OBJECTIVE: Cardiovascular complications in sickle cell disease (SCD) have been well documented but cardiac involvement in Saudi patients with SCD is not known. We sought to identify cardiac abnormalities by echocardiography in adolescent and adult Saudi patients with stable SCD.

METHODS: Sixty-five consecutive patients with SCD followed at King Khalid University Hospital, Riyadh, were prospectively studied from January 2005 to December 2005. All patients underwent echocardiographic examination to determine chamber dimensions, left ventricular function, valvular anomalies and pulmonary artery pressure. Data were compared to normal age and gender-matched controls. Hematological data were also collected from the patients and correlated with the echocardiographic results.
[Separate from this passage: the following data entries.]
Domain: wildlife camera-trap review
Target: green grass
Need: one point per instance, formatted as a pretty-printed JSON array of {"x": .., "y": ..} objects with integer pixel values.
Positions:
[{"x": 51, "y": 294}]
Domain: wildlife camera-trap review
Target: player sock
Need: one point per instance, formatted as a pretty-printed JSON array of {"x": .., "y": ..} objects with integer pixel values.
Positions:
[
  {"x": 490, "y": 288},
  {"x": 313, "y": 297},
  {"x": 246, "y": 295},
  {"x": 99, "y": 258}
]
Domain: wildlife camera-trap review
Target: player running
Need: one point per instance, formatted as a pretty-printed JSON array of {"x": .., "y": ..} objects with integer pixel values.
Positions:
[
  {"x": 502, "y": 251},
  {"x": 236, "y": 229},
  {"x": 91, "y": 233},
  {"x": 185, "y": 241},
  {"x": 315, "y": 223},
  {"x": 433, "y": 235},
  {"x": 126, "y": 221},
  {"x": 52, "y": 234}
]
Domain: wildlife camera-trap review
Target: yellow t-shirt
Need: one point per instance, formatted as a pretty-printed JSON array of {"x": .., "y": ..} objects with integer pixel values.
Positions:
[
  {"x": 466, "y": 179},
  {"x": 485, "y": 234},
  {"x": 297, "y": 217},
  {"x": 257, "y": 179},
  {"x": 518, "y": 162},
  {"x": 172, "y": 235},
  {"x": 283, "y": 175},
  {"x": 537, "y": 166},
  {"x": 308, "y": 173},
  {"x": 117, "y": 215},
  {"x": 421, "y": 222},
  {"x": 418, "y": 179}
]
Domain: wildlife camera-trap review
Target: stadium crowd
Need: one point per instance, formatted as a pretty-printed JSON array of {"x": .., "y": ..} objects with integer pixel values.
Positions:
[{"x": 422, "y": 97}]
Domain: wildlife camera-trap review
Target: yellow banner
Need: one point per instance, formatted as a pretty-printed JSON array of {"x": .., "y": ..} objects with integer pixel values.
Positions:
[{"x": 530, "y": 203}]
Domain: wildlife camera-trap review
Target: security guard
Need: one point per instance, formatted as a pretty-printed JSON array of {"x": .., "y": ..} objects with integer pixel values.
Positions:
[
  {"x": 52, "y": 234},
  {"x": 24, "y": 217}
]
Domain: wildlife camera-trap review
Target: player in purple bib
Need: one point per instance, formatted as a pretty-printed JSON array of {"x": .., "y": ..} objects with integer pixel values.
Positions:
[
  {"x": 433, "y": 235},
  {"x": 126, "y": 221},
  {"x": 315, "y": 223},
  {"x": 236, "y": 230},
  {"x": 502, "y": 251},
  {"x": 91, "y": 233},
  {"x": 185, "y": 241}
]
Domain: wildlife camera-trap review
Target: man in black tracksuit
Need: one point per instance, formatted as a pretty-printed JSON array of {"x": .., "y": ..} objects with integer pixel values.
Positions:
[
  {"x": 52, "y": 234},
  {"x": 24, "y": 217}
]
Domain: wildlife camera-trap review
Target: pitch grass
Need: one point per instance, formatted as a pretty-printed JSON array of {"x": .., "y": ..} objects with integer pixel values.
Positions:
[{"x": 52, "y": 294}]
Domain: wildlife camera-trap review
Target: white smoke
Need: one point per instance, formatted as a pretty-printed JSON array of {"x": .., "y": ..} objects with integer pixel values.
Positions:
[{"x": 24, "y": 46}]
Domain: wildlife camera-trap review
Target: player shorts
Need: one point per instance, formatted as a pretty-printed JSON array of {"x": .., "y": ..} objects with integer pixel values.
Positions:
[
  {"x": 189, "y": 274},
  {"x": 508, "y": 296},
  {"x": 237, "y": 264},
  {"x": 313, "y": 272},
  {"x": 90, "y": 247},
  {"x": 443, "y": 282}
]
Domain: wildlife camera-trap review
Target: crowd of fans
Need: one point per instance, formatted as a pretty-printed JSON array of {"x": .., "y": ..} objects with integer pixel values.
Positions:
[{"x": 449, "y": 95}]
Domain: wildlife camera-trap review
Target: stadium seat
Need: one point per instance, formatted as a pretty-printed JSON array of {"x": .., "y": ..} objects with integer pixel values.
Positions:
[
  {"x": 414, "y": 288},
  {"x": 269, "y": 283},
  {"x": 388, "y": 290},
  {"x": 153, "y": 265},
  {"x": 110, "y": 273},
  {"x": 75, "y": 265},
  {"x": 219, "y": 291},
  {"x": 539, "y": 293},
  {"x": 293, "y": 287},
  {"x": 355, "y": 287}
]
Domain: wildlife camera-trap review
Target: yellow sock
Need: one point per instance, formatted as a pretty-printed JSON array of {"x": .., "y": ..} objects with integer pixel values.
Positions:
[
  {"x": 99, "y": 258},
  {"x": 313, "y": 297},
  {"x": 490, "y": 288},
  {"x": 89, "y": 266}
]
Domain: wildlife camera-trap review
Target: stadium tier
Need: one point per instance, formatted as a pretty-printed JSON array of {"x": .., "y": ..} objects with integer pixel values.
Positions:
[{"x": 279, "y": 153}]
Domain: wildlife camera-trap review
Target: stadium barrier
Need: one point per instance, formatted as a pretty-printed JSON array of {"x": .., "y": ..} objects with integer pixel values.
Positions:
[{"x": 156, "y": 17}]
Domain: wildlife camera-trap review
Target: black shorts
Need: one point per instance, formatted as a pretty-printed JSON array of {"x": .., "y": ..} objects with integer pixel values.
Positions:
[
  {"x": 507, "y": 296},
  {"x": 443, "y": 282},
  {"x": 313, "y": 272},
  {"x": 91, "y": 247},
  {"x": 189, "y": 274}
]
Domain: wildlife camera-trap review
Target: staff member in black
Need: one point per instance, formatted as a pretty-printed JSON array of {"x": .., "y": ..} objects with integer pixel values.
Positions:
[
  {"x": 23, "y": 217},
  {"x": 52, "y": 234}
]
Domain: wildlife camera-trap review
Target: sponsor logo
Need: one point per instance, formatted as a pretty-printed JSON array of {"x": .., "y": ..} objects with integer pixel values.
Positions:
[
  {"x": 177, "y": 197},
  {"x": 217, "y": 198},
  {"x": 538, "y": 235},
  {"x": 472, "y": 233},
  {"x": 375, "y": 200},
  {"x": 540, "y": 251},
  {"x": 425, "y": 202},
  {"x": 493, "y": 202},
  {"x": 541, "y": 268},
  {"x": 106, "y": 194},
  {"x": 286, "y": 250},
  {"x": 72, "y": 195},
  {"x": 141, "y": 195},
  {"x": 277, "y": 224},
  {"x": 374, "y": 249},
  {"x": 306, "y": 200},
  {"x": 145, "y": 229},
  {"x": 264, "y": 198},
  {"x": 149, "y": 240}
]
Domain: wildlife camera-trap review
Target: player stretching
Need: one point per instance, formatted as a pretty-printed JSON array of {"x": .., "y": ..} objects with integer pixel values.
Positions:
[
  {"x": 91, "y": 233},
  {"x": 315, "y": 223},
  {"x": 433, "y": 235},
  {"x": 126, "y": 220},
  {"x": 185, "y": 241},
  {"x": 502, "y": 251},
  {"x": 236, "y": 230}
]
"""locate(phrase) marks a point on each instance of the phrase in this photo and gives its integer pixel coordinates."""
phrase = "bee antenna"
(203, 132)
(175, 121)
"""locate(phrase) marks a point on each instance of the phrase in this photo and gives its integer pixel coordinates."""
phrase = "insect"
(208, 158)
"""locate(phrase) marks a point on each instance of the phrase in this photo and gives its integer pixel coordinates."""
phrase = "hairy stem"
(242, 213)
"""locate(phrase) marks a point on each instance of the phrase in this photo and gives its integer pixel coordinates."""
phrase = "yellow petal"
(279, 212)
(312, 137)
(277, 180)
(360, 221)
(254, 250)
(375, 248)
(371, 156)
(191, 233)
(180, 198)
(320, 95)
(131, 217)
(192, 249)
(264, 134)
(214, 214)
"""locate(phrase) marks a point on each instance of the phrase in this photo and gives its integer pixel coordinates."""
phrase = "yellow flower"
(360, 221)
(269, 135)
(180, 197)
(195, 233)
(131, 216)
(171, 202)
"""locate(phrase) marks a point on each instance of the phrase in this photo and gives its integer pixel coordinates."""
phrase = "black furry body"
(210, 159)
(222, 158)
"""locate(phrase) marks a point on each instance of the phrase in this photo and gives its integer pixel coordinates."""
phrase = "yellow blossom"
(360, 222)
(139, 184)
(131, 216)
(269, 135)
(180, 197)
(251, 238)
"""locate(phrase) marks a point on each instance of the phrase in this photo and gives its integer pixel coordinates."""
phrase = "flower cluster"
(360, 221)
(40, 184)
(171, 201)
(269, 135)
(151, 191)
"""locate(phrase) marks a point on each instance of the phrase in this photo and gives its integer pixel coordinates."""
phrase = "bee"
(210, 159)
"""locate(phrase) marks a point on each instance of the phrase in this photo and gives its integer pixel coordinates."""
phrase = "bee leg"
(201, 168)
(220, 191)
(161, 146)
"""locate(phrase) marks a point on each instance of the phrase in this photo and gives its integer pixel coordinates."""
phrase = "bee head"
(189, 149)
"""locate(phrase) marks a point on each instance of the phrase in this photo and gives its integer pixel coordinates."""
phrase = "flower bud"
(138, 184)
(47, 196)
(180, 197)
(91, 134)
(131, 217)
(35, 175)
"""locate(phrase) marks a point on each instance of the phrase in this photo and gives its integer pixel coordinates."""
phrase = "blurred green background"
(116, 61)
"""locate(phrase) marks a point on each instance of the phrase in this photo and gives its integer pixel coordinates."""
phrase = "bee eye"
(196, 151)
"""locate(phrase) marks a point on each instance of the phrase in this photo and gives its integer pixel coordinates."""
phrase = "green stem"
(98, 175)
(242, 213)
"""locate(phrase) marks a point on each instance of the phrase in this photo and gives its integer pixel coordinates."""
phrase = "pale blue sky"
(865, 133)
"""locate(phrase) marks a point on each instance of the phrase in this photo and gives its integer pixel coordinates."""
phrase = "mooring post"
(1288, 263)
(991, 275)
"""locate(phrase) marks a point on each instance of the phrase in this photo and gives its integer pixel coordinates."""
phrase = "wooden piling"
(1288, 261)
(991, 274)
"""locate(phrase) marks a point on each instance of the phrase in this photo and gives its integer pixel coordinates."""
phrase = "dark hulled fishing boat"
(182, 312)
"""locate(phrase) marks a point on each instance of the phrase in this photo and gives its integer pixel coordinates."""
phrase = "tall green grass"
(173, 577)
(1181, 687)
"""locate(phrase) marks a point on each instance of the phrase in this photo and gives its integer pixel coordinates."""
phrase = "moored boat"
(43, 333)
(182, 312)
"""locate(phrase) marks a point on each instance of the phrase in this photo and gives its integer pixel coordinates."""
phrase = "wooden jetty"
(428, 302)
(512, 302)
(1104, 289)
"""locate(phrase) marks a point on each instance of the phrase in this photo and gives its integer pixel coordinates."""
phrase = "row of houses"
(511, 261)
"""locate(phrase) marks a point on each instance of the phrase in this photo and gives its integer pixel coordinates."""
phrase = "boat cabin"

RESULTS: Twenty-eight males and 37 females were evaluated. The mean age of the group was 24.5 ± 9.2 (range 14-44) years. The most common abnormality found was pulmonary hypertension (PH) present in 25 (38%) patients. The majority of these patients had mild PH and only 6 (9%) patients had pulmonary artery systolic pressure (PASP) more than 40 mm Hg. Older age, lower level of fetal hemoglobin and high serum ferritin were associated with increased PASP. Other abnormalities present included dilated left atrium in 17 (26%) patients, dilated right atrium 13 (20%), dilated left ventricle 10 (15%), valvular anomalies 21 (32%) and reduced ejection fraction in 4 (6%) patients.

CONCLUSION: Cardiac abnormalities are found in a significant proportion of Saudi patients with SCD. Pulmonary hypertension is the most common finding while other abnormalities are less frequent.